SEC Plans Framework for Tokenized Securities Trading
The SEC is preparing a new framework that would allow tokenized securities to trade on crypto platforms, potentially launching as soon as this year. The move signals a major regulatory shift toward digital assets and RWA regulation in traditional finance.
Yuri Konnov

The U.S. Securities and Exchange Commission was reported to be finalizing an "innovation exemption" that would allow tokenized versions of publicly traded stocks to trade on crypto-native platforms, with sources cited by GN Crypto's regulatory coverage indicating the agency targeted issuance on or around May 18, 2026. The SEC has not publicly confirmed either the exemption's existence or its release date; the reporting rests on sources described as familiar with the matter, and the agency has made no formal announcement as of May 20, 2026.
According to that reporting, the exemption would permit crypto platforms to offer onchain trading of tokenized equities without requiring full broker-dealer registration during an experimental period. Officials planned to include exposure limits, disclosure requirements, and sunset provisions limiting the program's duration as specific guardrails. The structure would represent a procedural accommodation limited to the duration of the experimental period — distinct from the permanent rule changes the SEC has approved for traditional exchanges.
The proposed exemption builds on a regulatory foundation the SEC established earlier this year. In January 2026, the agency issued guidance confirming that tokenizing a security does not alter its legal classification and that federal securities laws apply based on the economic substance of the instrument. The SEC's formal statement on tokenized securities defined the instrument as "a financial instrument enumerated in the definition of 'security' under the federal securities laws that is formatted as or represented by a crypto asset, where the record of ownership is maintained in whole or in part on or through one or more crypto networks". That statement also established a two-category taxonomy: securities tokenized by or on behalf of their issuers, and securities tokenized by unaffiliated third parties. The format of issuance or method of recording ownership — onchain versus offchain — does not affect the application of federal securities law.
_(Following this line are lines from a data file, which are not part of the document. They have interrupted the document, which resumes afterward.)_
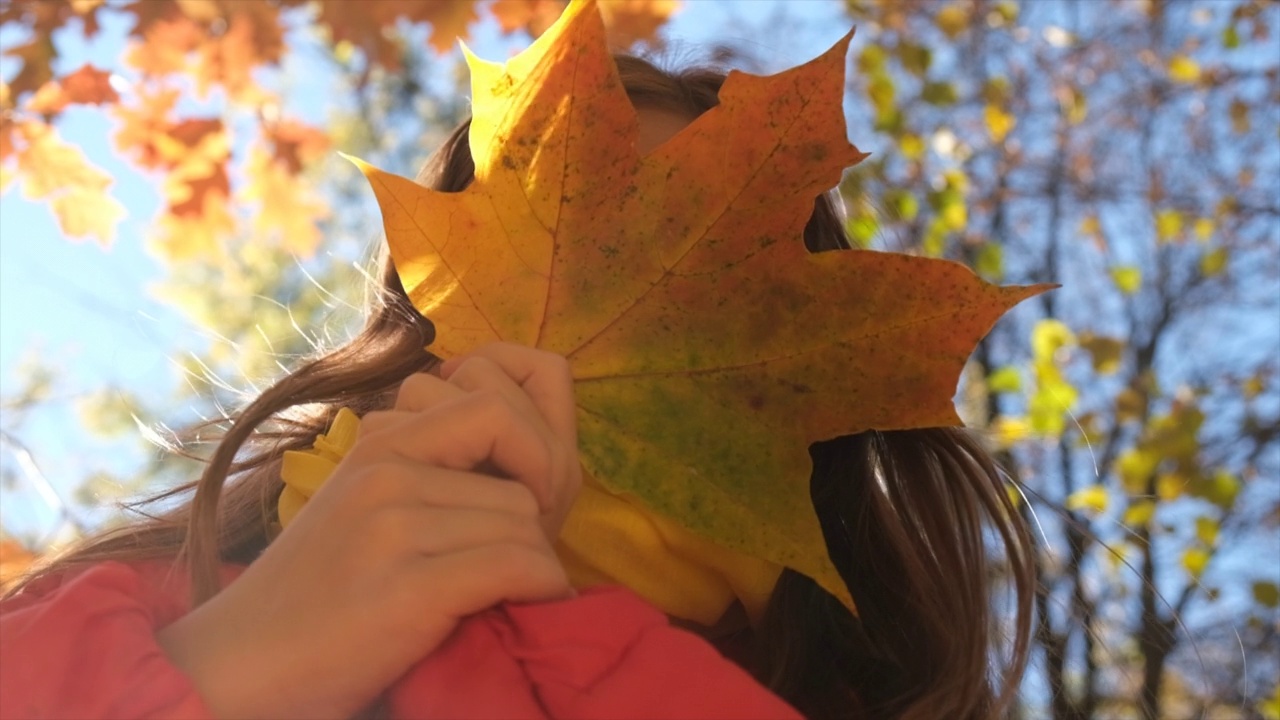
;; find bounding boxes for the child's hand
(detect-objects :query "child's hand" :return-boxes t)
[160,345,581,717]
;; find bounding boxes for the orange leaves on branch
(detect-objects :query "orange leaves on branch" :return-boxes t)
[124,0,284,102]
[0,538,40,589]
[0,0,677,260]
[0,0,102,99]
[317,0,479,70]
[26,64,120,115]
[238,142,328,258]
[360,1,1046,603]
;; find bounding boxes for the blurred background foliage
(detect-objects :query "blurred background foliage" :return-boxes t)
[0,0,1280,720]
The innovation exemption would go further than prior approvals by targeting onchain trading outside traditional market infrastructure. In March 2026, the SEC approved a Nasdaq rule change to support tokenized share trading, a structure that routes trades through existing Depository Trust Company settlement infrastructure and preserves traditional ownership rights. That exchange-level approval operates within established broker-dealer and clearing frameworks. The proposed exemption, by contrast, would extend access to crypto-native platforms that currently lack full broker-dealer registration — a materially different regulatory posture. Separately, the Depository Trust & Clearing Corporation announced plans to begin limited production trades of tokenized assets in July, with a broader launch announced for October, pending execution.
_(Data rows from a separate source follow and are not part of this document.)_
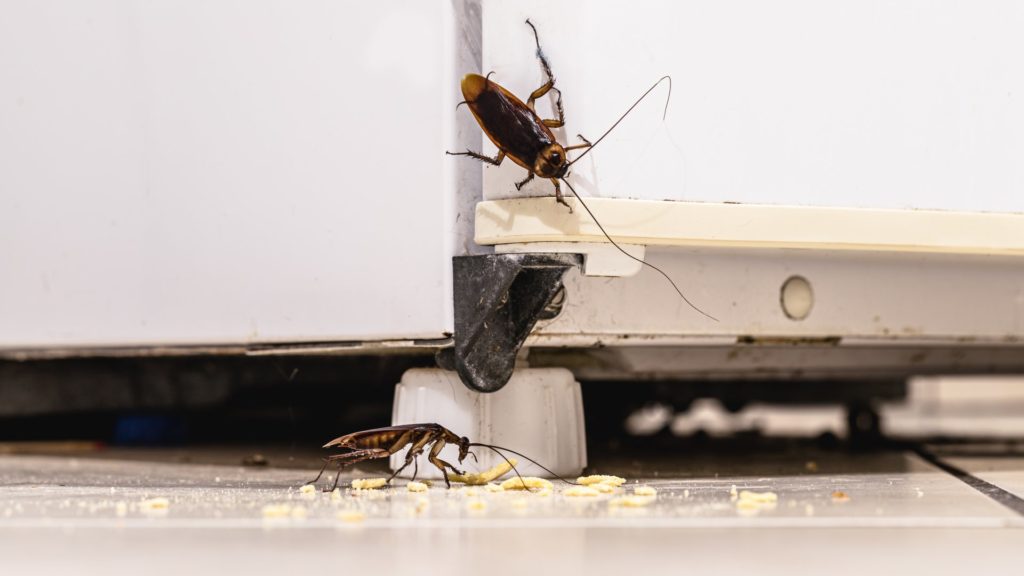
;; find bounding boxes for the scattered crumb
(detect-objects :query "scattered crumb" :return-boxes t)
[335,510,367,523]
[242,454,270,466]
[406,481,430,492]
[730,490,778,516]
[449,458,519,486]
[501,476,553,487]
[608,496,654,508]
[262,503,292,518]
[831,490,850,502]
[739,490,778,504]
[138,498,171,512]
[352,478,387,490]
[562,486,601,497]
[577,475,626,486]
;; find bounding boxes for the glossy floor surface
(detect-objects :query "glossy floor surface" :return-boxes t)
[0,449,1024,574]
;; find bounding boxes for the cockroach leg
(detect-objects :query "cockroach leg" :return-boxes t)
[512,172,534,189]
[526,18,565,128]
[316,448,389,492]
[444,150,505,166]
[551,178,572,214]
[565,134,594,152]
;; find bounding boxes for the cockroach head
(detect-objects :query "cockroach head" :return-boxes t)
[534,142,568,178]
[459,437,469,464]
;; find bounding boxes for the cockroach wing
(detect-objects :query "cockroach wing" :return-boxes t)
[462,74,555,172]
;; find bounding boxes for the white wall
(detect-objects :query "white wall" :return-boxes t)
[0,0,459,347]
[483,0,1024,212]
What the available reporting does not establish is equally relevant for compliance officers evaluating platform exposure. The SEC has not disclosed which crypto platforms, if any, have been consulted or would qualify under the exemption's conditions. The reporting does not identify the specific securities eligible for tokenization, the maximum exposure limits under consideration, or the precise mechanism by which sunset provisions would terminate the program. It is also unclear whether third-party tokenization — creating tokens that track a public company's shares without issuer consent — would be permitted under the exemption, or whether that feature would be restricted to issuer-sponsored structures as defined in the January 2026 guidance.
The immediate concrete effect of the reported framework, if issued as described, would be to create a time-limited regulatory pathway for crypto platforms to offer tokenized equity trading without first obtaining full broker-dealer registration. The available sourcing does not confirm the exemption has been issued, identify the platforms or securities covered, specify the exposure limits or sunset timeline, or establish whether the SEC has resolved the investor-protection objections that traditional market participants have raised regarding third-party tokenization and settlement finality outside DTC infrastructure.